Scaling and normalization of Word Embeddings: Evaluating the impact of ASReview performance
Summary
Active learning enhances efficiency in systematic reviews by optimizing the work saved over
random sampling (WSS) and identifying relevant papers. This study investigates the impact
of various preprocessing techniques on the performance of active learning models. Specifically,
it evaluates the effectiveness of TF-IDF, SBERT, and Doc2Vec embeddings combined
with different normalization and scaling methods, using Naive Bayes and logistic regression
classifiers.
The findings indicate that TF-IDF embeddings, particularly with L2 normalization and adding
the absolute minimum value paired with Naive Bayes, performed the best, achieving high recall
and low average time to find relevant documents. The highest WSS of SBERT combinations
is achieved by combining z-score or Pareto normalization and absolute minimum scaling
with logistic regression, showed 3% lower WSS and required computational resources.

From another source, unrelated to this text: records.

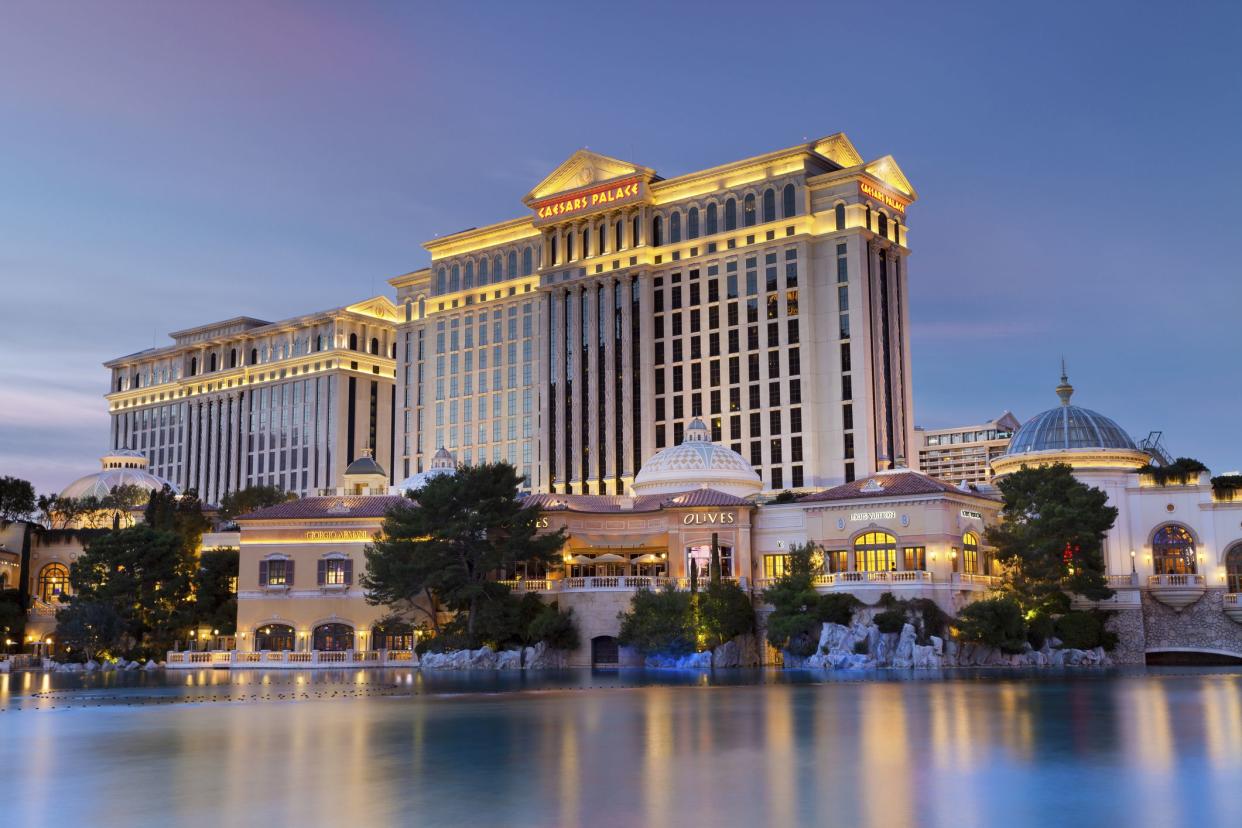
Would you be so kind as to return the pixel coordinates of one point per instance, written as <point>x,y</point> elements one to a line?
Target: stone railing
<point>290,659</point>
<point>1176,580</point>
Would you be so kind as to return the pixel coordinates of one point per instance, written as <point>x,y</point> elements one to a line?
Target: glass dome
<point>1068,427</point>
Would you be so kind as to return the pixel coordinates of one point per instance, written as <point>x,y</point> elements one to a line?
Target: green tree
<point>215,601</point>
<point>252,498</point>
<point>16,499</point>
<point>660,622</point>
<point>145,575</point>
<point>1051,538</point>
<point>793,625</point>
<point>180,514</point>
<point>92,627</point>
<point>467,528</point>
<point>996,622</point>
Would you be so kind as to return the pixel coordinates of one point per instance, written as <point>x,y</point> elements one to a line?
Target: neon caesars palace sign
<point>605,195</point>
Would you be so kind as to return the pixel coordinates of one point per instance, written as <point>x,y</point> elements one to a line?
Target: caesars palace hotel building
<point>766,296</point>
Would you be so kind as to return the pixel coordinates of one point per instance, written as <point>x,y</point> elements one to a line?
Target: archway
<point>333,638</point>
<point>275,637</point>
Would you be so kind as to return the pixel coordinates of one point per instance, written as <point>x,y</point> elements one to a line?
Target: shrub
<point>891,621</point>
<point>658,622</point>
<point>836,608</point>
<point>554,628</point>
<point>1084,630</point>
<point>724,612</point>
<point>996,622</point>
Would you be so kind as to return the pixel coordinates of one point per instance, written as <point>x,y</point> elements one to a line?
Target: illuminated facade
<point>964,453</point>
<point>766,296</point>
<point>246,402</point>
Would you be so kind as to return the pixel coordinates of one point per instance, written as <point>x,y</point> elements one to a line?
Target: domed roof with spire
<point>441,463</point>
<point>697,463</point>
<point>1068,427</point>
<point>119,467</point>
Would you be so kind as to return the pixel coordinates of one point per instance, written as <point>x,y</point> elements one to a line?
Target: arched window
<point>1173,551</point>
<point>874,551</point>
<point>970,553</point>
<point>54,582</point>
<point>276,637</point>
<point>333,638</point>
<point>1233,569</point>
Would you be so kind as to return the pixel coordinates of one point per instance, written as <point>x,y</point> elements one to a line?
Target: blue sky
<point>164,165</point>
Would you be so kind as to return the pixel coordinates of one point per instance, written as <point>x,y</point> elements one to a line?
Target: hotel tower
<point>766,296</point>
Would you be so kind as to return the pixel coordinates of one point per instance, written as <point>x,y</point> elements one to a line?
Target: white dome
<point>119,467</point>
<point>697,463</point>
<point>442,463</point>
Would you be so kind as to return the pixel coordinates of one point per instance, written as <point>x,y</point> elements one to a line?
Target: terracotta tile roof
<point>888,484</point>
<point>350,505</point>
<point>611,503</point>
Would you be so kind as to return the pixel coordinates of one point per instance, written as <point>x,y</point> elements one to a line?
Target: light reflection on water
<point>360,747</point>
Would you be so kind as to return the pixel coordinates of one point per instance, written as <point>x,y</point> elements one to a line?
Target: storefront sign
<point>872,191</point>
<point>863,517</point>
<point>329,535</point>
<point>604,195</point>
<point>698,518</point>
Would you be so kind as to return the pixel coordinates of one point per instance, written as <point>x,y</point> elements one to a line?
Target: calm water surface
<point>622,749</point>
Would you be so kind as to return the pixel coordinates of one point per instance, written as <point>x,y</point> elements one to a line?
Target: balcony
<point>1178,590</point>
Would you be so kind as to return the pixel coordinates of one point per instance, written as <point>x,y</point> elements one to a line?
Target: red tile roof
<point>350,505</point>
<point>888,484</point>
<point>611,503</point>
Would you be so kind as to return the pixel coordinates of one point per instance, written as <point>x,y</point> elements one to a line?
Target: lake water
<point>575,747</point>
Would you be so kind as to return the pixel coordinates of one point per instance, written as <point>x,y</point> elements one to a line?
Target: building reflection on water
<point>368,749</point>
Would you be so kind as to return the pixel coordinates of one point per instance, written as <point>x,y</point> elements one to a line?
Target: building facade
<point>246,402</point>
<point>766,296</point>
<point>964,453</point>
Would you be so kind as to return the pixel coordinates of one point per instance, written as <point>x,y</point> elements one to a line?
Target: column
<point>575,353</point>
<point>594,380</point>
<point>627,368</point>
<point>609,397</point>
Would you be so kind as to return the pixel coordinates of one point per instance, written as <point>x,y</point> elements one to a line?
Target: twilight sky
<point>169,164</point>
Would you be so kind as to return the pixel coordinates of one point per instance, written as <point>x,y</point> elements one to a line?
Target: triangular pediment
<point>838,149</point>
<point>583,169</point>
<point>887,170</point>
<point>379,307</point>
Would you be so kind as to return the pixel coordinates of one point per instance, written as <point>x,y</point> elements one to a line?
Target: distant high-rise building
<point>964,452</point>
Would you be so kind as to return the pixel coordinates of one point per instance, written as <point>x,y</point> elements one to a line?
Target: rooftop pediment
<point>585,169</point>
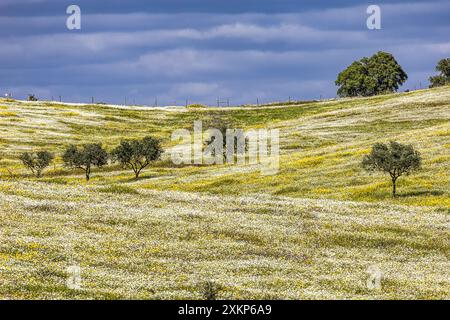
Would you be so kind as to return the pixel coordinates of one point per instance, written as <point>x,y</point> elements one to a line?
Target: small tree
<point>88,156</point>
<point>36,162</point>
<point>137,154</point>
<point>378,74</point>
<point>443,78</point>
<point>395,159</point>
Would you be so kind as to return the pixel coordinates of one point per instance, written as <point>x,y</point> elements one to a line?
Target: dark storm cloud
<point>199,50</point>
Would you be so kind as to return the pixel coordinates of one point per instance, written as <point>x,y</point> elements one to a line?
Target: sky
<point>171,51</point>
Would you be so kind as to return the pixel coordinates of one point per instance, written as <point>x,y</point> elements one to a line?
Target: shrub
<point>443,78</point>
<point>137,154</point>
<point>88,156</point>
<point>36,162</point>
<point>395,159</point>
<point>210,290</point>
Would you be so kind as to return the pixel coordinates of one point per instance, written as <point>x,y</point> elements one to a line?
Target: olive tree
<point>86,157</point>
<point>395,159</point>
<point>137,154</point>
<point>378,74</point>
<point>36,162</point>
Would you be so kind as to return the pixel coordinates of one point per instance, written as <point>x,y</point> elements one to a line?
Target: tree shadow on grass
<point>421,193</point>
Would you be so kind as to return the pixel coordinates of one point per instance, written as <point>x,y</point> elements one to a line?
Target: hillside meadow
<point>309,232</point>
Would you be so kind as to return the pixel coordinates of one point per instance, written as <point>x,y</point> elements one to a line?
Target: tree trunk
<point>394,187</point>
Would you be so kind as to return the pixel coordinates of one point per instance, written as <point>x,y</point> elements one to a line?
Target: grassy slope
<point>285,236</point>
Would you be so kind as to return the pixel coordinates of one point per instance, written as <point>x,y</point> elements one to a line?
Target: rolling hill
<point>310,232</point>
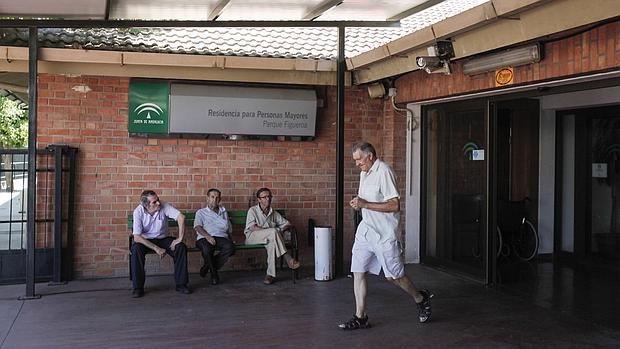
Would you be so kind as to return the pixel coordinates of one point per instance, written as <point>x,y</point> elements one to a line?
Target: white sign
<point>477,154</point>
<point>231,110</point>
<point>599,170</point>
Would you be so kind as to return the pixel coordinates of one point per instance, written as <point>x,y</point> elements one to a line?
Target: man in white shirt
<point>150,233</point>
<point>376,239</point>
<point>213,233</point>
<point>264,225</point>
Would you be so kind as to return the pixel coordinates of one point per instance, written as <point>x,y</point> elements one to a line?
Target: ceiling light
<point>509,58</point>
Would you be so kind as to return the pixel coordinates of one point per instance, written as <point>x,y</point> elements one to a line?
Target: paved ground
<point>243,313</point>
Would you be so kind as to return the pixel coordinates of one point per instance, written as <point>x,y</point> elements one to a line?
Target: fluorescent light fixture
<point>509,58</point>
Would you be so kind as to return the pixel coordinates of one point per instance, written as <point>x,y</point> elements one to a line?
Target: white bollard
<point>323,261</point>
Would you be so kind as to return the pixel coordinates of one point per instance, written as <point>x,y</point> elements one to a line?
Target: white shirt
<point>256,216</point>
<point>215,223</point>
<point>378,185</point>
<point>153,226</point>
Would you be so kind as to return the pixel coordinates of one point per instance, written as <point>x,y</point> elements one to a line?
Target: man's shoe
<point>424,307</point>
<point>183,289</point>
<point>355,323</point>
<point>293,263</point>
<point>204,270</point>
<point>137,293</point>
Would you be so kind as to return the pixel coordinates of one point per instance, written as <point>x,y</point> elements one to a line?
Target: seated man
<point>150,232</point>
<point>264,225</point>
<point>213,233</point>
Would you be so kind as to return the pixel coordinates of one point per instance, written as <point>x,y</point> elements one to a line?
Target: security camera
<point>427,62</point>
<point>433,64</point>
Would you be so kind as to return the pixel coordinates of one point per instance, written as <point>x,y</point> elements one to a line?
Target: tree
<point>13,133</point>
<point>13,125</point>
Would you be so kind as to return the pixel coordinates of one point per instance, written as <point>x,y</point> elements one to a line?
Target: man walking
<point>376,240</point>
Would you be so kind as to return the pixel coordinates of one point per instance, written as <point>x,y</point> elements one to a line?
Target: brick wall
<point>114,168</point>
<point>594,50</point>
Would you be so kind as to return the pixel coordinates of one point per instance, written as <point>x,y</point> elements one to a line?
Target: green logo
<point>148,107</point>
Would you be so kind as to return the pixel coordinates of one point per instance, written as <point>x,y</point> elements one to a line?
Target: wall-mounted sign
<point>148,107</point>
<point>599,170</point>
<point>504,76</point>
<point>477,155</point>
<point>231,110</point>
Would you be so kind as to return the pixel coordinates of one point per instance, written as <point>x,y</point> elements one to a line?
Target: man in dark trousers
<point>150,233</point>
<point>213,233</point>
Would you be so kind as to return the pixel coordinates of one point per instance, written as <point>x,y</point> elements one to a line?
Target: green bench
<point>237,219</point>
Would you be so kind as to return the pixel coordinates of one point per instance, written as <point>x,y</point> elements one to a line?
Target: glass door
<point>454,186</point>
<point>604,203</point>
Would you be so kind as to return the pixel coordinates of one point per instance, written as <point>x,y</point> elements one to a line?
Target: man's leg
<point>406,285</point>
<point>138,256</point>
<point>359,289</point>
<point>179,255</point>
<point>275,247</point>
<point>207,251</point>
<point>360,319</point>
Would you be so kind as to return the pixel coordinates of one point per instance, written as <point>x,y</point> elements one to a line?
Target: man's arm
<point>251,221</point>
<point>200,230</point>
<point>139,239</point>
<point>392,205</point>
<point>181,223</point>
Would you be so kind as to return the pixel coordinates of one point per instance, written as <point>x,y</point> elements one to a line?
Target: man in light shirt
<point>376,239</point>
<point>213,233</point>
<point>150,233</point>
<point>264,225</point>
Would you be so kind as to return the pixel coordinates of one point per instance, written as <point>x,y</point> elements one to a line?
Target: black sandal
<point>356,323</point>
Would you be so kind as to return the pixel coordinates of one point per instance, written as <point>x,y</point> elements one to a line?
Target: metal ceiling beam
<point>321,9</point>
<point>96,23</point>
<point>423,6</point>
<point>217,10</point>
<point>107,10</point>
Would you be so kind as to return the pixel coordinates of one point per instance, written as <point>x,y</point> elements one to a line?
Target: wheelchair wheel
<point>525,243</point>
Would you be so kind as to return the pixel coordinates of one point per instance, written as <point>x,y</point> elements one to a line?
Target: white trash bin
<point>323,262</point>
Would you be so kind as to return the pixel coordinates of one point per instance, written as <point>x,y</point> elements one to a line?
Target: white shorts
<point>372,256</point>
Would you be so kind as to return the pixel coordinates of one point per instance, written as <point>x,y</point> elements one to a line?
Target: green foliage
<point>13,125</point>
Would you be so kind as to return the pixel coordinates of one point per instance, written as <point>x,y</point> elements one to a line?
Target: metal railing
<point>54,213</point>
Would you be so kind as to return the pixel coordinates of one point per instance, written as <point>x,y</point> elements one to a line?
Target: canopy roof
<point>217,10</point>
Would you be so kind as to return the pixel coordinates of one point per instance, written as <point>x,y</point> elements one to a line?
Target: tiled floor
<point>243,313</point>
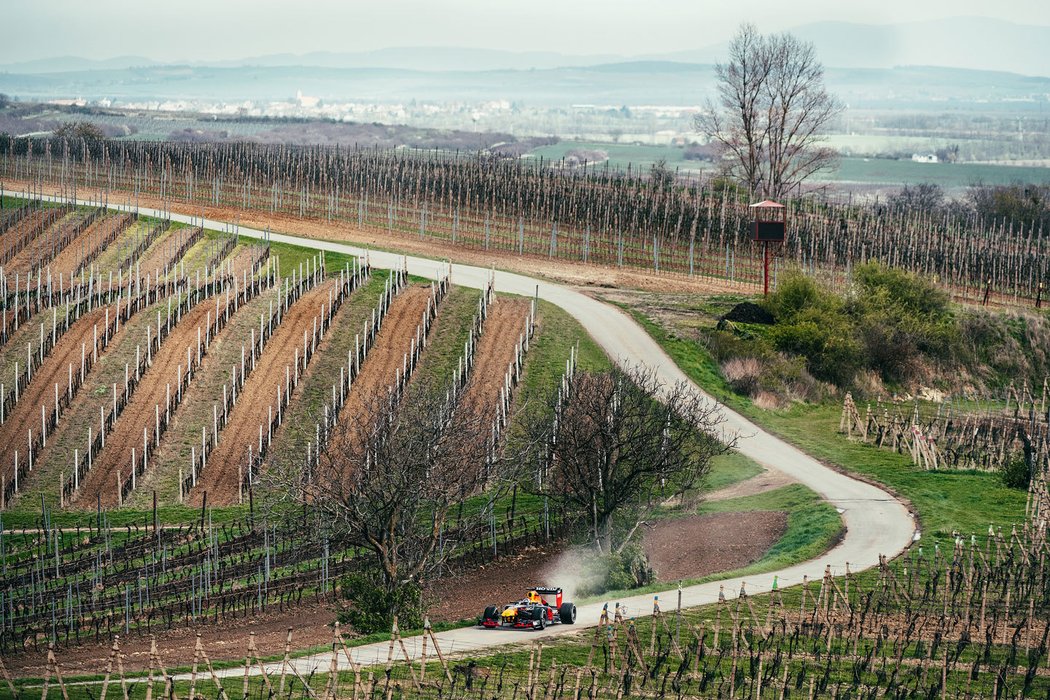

Doc2Vec, although less effective than SBERT, performed well with z-score or Pareto normalization
and CDF scaling without needing a GPU.
While TF-IDF remains a robust benchmark, SBERT and Doc2Vec offer promising alternatives
for improving systematic reviews, warranting further exploration with additional configurations
and fine-tuning. Further research should explore more combinations of feature extractors,
classifiers, and normalization and scaling techniques.